How You Can Fight Cyber Fatigue

More than two decades into the mass adoption of the internet, many rank-and-file employees still disregard the security protections their networks put in place to defend against attackers.

That doesn’t shock Dr. Terry Gudaitis, a security specialist who once spent time as an FBI profiler. Watching people and understanding their motivations is what she does.

A major financial institution she was working with insisted that all employees use its highly secure, wireless network for any business they did. That sounded ideal for a short while. And then the problems started.

“They didn’t have a really good signal, and too many people were trying to jump on,” she says. “And so, someone set up a hotspot on like the 15th floor, in the men’s room. And literally it became like a little café in there. That hot spot had much better connectivity, so people were clamoring to get in. They just wanted better service.”

Years ago, techies might have accused these rogue employees of disloyalty or worse. Nowadays, we call it cyber fatigue. It’s the not-quite sense of burnout that arises when workers are faced with a pokey network, one password too many, an authentication scheme they can’t remember - or some other needless obstacle preventing them from doing their job.

Consultant Dan Kusnetzky, who sees this play out on a regular basis in the corporate world, says that security needs to move towards greater simplicity. Unfortunately, organizations often create unnecessary security complications for their employees. Consider, for instance, the way many businesses treat password security requirements.

“Are the requirements for passwords making them impossible for a normal person to remember? If so, it is likely that a forest of sticky notes containing passwords will sprout on the devices or on a plain-text paper on the desk,” he said.

What’s more, Kusnetzky added, he doesn’t think the average network user should have to remember odd combinations of letters, numbers and punctuation marks, either.

University of Maryland professor Rick Forno has seen plenty of examples of workers driven to distraction by security speed bumps. He’ll even admit to having violated a cardinal rule himself, once.

“The only time I wrote down a password was for a client,” Forno acknowledged.

Forno recalled that each time he would enter the client’s secure facility, the password requirements were more than he could track.

“I’d have to spend 30 minutes getting myself verified,” he said. “I couldn’t remember the password.”

Gudaitis notes that top managers seldom tolerate cumbersome security. Even so, that doesn't mean they should be given special treatment. C-level executives handle the most sensitive information there is, so it's especially important they toe the line along with everyone else.

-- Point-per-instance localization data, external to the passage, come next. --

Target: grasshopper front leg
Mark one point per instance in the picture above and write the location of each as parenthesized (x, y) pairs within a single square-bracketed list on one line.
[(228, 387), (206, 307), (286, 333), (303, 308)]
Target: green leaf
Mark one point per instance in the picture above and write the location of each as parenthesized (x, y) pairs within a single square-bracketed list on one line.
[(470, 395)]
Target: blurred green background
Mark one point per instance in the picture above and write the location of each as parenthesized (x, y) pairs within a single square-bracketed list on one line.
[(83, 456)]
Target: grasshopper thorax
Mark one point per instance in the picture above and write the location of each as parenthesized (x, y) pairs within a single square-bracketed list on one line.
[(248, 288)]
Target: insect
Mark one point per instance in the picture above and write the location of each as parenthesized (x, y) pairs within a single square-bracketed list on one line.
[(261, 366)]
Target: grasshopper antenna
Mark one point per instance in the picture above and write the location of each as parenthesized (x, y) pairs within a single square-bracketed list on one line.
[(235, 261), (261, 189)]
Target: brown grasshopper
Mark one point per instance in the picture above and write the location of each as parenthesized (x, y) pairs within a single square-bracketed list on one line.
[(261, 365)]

Persuasion and people skills are critical to getting compliance. Successful security often means thinking like a generalist first and a security guru second.

"The question ‘why does your car have brakes?’ is a telling one,” said consultant and former CERT director Ken Van Wyk. “Most people when asked will tell you it's to enable you to slow down. But the right answer is they are there to enable you to drive fast safely. You have to find a balance ... Security can't just be the department that says no.”

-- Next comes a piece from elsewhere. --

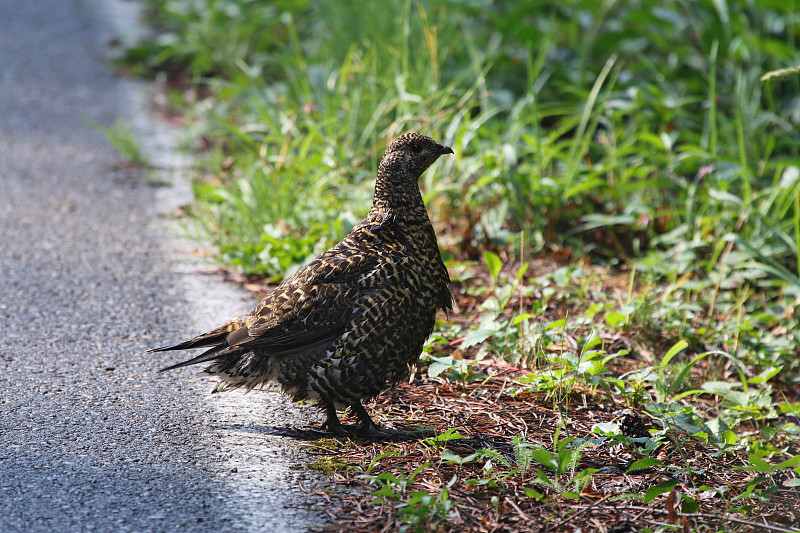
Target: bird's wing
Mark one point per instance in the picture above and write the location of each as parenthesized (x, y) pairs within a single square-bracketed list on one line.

Instead, he said, security professionals should take their cue from an organization like Disney to learn about how to guide users to their goal.

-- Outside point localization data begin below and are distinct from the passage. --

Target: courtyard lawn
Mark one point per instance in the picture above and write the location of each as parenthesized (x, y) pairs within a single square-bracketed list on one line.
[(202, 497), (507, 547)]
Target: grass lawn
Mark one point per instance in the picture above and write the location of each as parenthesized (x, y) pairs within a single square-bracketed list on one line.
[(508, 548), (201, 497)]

"At Disney World, dad walks up and finds the nearest employee and says, `Hey, my kid wants a Mickey Mouse ice cream bar.’ The Disney approach to customer service is that the employee now owns that problem... But the employee can’t simply say go down this street and find an ice cream bar. The employee has to take you through that solution and make sure it's resolved. Organizations that put their customers first are going to provide superlative service, no matter what."

Security professionals are fighting a popular culture where Gudaitis noted, sloppy cyber hygiene is widespread.

“What I hear from the individual is ‘it’s too complicated. I’m not a techie. It takes too much time. I can’t remember all these passwords.’ There’s a home society culture that competes against a lot of policies that organizations have set,” she said.

Still, society’s experience with seatbelts, bicycle helmets and anti-smoking campaign of the 1960s and 70s offers evidence that public education campaigns can be effective in getting people to change their behavior.

But Gudaitis cautioned against expecting too much, too soon. When it comes to getting employees to unlearn bad security habits that they picked up at home, all too often, the two sides “are still not on the same page.”